8 September 2013
This wasn’t an election in which education was a key issue and tertiary education hardly figured at all. Here’s a collage of Scan articles over the past year or so touching on the Coalition’s approach to tertiary education, which provide a sort of compass to the horizon.
- Protect the academic standing of universities.
- Expand the international higher education market.
- The New Colombo Plan.
- Ensure research work is world class, effectively delivered and well-targeted.
- Reduce the regulatory and compliance burden.
- Assist universities to take advantage of the growth in online learning.
28 February 2013
Governments shouldn’t promise one thing and then do another. The Coalition will not over-promise and under-deliver.
That’s a commitment that a Coalition government will have little trouble meeting. In his keynote address to the UA Conference, Abbott virtually told his audience that “there will be no new higher education spending under a government I lead.”
6 September 2013
A Coalition proposal to take $103 million from “ridiculous” projects in the humanities and redirect the money to medical research, has raised the ire of the research community.
9 November 2012
We should be focusing on research that produces innovation, that will help drive growth and productivity and genuine medical and scientific advances.

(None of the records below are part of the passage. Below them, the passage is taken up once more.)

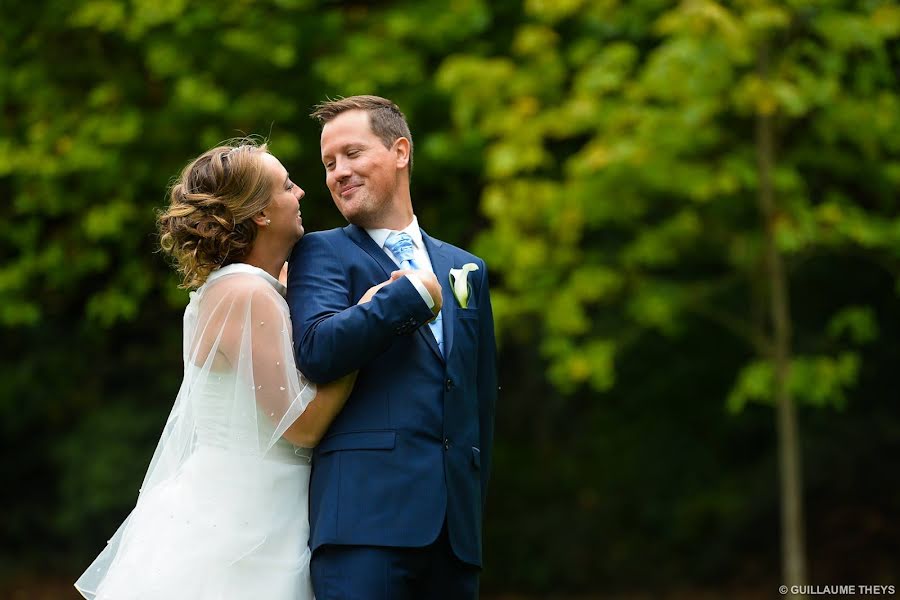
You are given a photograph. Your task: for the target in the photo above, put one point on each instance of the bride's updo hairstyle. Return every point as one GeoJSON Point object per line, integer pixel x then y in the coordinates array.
{"type": "Point", "coordinates": [209, 220]}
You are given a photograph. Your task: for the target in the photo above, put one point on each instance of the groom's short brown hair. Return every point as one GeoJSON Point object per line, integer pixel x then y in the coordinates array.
{"type": "Point", "coordinates": [385, 118]}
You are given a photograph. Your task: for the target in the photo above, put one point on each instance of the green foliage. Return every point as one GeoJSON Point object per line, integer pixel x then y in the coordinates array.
{"type": "Point", "coordinates": [638, 160]}
{"type": "Point", "coordinates": [603, 155]}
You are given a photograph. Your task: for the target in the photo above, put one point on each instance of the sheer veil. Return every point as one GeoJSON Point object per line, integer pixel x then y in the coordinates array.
{"type": "Point", "coordinates": [241, 391]}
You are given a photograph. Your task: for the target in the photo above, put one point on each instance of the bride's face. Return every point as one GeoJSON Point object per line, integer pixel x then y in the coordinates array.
{"type": "Point", "coordinates": [284, 209]}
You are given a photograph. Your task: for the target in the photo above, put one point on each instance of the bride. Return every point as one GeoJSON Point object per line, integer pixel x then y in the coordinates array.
{"type": "Point", "coordinates": [222, 512]}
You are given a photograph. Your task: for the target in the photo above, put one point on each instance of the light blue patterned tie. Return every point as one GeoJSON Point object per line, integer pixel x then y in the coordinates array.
{"type": "Point", "coordinates": [401, 246]}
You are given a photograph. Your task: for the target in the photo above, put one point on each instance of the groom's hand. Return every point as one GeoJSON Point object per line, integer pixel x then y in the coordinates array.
{"type": "Point", "coordinates": [431, 284]}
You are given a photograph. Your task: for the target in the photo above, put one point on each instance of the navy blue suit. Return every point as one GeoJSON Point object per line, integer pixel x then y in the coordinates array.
{"type": "Point", "coordinates": [408, 458]}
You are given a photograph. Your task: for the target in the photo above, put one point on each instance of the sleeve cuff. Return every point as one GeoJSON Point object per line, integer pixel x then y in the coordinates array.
{"type": "Point", "coordinates": [420, 287]}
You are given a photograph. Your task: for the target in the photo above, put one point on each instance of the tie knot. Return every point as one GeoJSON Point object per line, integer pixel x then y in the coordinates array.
{"type": "Point", "coordinates": [400, 244]}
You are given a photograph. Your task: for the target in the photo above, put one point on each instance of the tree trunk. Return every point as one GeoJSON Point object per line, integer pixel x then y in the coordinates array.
{"type": "Point", "coordinates": [791, 479]}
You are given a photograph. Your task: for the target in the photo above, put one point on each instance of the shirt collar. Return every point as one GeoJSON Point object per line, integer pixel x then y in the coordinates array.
{"type": "Point", "coordinates": [380, 235]}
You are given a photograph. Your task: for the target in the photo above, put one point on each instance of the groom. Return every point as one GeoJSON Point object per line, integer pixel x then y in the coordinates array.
{"type": "Point", "coordinates": [399, 482]}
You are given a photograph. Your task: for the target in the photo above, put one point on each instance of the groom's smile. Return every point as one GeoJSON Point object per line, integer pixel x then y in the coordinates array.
{"type": "Point", "coordinates": [361, 172]}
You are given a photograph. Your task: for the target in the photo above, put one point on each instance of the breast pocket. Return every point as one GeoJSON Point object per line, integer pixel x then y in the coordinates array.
{"type": "Point", "coordinates": [358, 440]}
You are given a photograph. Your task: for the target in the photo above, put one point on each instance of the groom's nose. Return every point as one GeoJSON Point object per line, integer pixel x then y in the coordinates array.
{"type": "Point", "coordinates": [341, 169]}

We should be backing our strengths says Andrew Robb.
30 April 2013
A future Coalition government could cull the number of researchers assessed for grant money by whittling down the thousands of applicants early in the process in bid cut red tape, according to Christopher Pyne.
25 August 2013
The Coalition says it will protect the future funding of health and medical research in Australia and simplify and streamline the medical research grant making process. The Coalition commits to protecting existing NHMRC funding over the forward estimates and enhance medical research through a number of other measures to bolster the health and medical sector by drawing upon some key recommendations of the Strategic Review of Health and Medical Research (the McKeon Review).
22 August 2013
An Abbott government would make it easier for foreign students to obtain post-study work rights in Australia as part of a Coalition push to repair the lucrative education export industry. Opposition education spokesman Christopher Pyne says the Coalition ”cannot promise to reverse the $2.8 billion of cuts to higher education”. However he vowed to increase revenue to universities within 100 days of being elected by ”rebuilding” the international education market, which he said had shrunk under Labor from $19.8 billion in 2008 to $14.5 billion today (although the decline has been concentrated in the VET sector).
30 August 2013
The Coalition has announced details of its New Colombo Plan to foster closer ties between Australia and the region and develop stronger people-to-people links. The original Colombo Plan saw some 40,000 students from Asia come to Australia from the 1950s to the mid-1980s. The New Colombo Plan will be different the original, in adding an outward-bound component to the original one-way street. Once operative it will provide financial support for up to 300 young Australians studying in the region every year.
25 August 2013
The Coalition has promised to establish Trade Support Loans from 1 July next year to provide apprentices with interest free loans of up to $20,000 over four years. The loans will be capped at a total of $20,000 and will be repaid at the same thresholds as loans for university students. The policy is slated to cost $85 million to the federal budget four years.
2 September 2013
Initiatives proposed by the Nationals ”to encourage and support universities to deliver services in regional communities” include the establishment of a new medical school at CSU and additional income support for regional students. In vocational education and training, the Nationals propose funding traineeships in the agricultural sector
7 February 2013
The Opposition has ruled out fiddling with both fees and caps. We expect that this position on fees and caps will persist until some time in the afternoon of Sunday 15 September, when the Treasury briefs the incoming Prime Minister, particularly if the briefing is coming from the Blue Book (David Cameron made soothing noises about fees, too- and promptly trebled them).